Downtown during GSA was less nice but Seattle is a pretty nice city with
great Seafood.
Now to SVP - I'll do some now and as I remember more will report more -
I encourage others who were there to throw their 2 cents in.
THe most exciting talks for me were the talks on new Mongolian
material by AMNH types as well as Weishampel, Fastovsky and the
Japanese expeditions. As many of us had already heard, the biggest
news was that they finally found a fetal dinosaur in one of those
abundant protoceratops eggs and ... surprise - its an oviraptor!!!!
The lessons to be learned from assuming the most abundant eggs found
belonged to the most abundant dinosaur (Protoceratops - the NY City
rat of the Cretaceous of Mongolia) are many and I bet we never learn them
fully. So those Oviraptors that were hanging around the nests to eat them
were actually producing the eggs. Bad rap that but we all got a great
laugh out of it. Lots of Protocerratops skeletons, new Mononykus material
and - probably most significant - hundreds of Cretaceous mammals -
apparently most articulated. The pictures we saw from this material was
astounding!!!!!! Having been around people who go nuts when they've found
just a tooth or jaw or a multi and having been raised thinking them a real
jewel (which they are), it was amazing and should help with lots of
clarification on the Cretaceous history of the mammals (it's funny the
pre-Cretaceous history, especially the late Paleozoic and Triassic
history is actually rather good comparatively from what I can tell -
until they got small.)
Lots of marinbe reptile stuff including a whole symposium. As mentioned
there - there is a need for an Illustrated Encyclopedia like dinos and
pterosaurs have. There was a reiteration of the fact that Ichthyosaurs
may not have been at all fast butr, instead, were streamlined to be
quiet to help them sneak up on fish.
Horner's group presented on their T. rex work, as discussed earlier. Just
a note here on the suggestion that stuff is left out of abstracts because
of little confidence in it. Not generally true - instead, when you send in
abstracts 5 months or more before the talk, much can happen between those
times (sometimes ALL of the actual research is done after the abstract is
sent in - sshhh - trade secret here). THere was some discussion of like
material in mosasaurs too - I'll have to check my notes.

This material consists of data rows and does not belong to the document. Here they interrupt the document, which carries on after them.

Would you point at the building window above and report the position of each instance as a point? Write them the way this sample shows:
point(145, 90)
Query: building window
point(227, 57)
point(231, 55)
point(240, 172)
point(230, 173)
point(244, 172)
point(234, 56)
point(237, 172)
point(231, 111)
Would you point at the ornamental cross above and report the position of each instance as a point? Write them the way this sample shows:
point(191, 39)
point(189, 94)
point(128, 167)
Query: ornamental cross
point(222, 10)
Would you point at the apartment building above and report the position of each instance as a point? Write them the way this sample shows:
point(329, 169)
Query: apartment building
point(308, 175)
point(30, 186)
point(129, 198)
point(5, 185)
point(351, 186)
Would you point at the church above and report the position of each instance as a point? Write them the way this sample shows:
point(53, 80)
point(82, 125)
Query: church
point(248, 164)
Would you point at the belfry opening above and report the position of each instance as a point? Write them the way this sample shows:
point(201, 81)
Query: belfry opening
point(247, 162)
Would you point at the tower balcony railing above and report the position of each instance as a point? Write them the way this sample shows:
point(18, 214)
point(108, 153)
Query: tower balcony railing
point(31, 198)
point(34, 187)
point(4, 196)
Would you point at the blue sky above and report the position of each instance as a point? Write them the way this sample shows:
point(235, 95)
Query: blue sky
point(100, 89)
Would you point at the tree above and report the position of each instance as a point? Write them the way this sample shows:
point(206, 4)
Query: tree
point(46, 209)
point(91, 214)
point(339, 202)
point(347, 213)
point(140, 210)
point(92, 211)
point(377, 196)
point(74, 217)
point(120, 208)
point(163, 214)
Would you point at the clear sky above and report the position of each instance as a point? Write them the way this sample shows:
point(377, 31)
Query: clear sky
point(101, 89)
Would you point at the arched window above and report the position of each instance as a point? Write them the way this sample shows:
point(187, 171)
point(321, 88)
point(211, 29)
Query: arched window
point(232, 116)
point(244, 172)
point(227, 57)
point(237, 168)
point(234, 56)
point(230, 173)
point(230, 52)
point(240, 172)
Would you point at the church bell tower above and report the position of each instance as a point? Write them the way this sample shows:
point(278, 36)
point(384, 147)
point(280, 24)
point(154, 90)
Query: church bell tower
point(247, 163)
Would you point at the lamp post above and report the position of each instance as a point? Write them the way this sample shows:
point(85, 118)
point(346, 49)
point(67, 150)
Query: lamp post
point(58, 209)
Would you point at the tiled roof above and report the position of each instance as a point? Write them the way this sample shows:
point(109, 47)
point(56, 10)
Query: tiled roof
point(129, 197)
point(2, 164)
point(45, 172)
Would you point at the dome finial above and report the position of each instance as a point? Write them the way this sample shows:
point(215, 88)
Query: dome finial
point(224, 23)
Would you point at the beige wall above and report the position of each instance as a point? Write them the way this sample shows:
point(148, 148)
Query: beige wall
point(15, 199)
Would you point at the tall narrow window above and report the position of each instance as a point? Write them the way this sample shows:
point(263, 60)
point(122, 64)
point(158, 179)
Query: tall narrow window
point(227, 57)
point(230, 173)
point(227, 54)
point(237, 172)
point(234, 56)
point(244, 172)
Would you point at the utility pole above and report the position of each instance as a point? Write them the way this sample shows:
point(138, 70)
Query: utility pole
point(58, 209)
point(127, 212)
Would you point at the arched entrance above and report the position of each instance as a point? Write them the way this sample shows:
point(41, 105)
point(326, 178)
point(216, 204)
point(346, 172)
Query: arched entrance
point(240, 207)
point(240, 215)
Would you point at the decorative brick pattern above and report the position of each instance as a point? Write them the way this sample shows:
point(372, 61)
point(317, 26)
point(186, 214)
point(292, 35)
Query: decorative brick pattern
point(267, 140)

Anyway, I'll go through and give additional summaries if Tom or Dave
or whoever don't run from here.
Now onto "correct" ways of pronouncing things. There are some in the business
who seem to think this is important and most have suggested to me that the
proper way is to emphasize the third syllable from the end, which I have
followed and ignored at my own pleasure and convenience. I got my first
professional taste from Peter Galton, a sharp guy and excellent anatomist
who seems to pronounce things, at times, differently from anyone but the
Royal family (ceratopsians are pronounced carrot-topsians - red headed
dinos I guess). The point is that the names are there so we can communicate
and as long as I can figure out who you're talking about, and vice versa,
we have succeeded. I mostly find non-professionals worrying about the
"correct" way to pronounce things and most of the paleontologists I deal
with don't care as long as they communicate and get work done. As a closing
point, when I started in the business in the mid-70's (yes I'm old! 41 a few
days ago - Pleistocene), I was more haevily into trilobites - a group I'm
back into heavily again. At that time I heard the three top experts on
Ordovician trilobites (or at least 3 of the top 5 or 6) all pronounce one
of my favorite taxa Flexicalymene (I have a belt-buckle with it on in brass) -
these were Whittington, Chris Hughes and John Cisne - they all did it
differently. I didn't care then and I still don't. Just try to do it
as well as you can and just don;t pronounce Pachycephalosaurus as
tri-cer-a-tops and we'll all make out like bandits.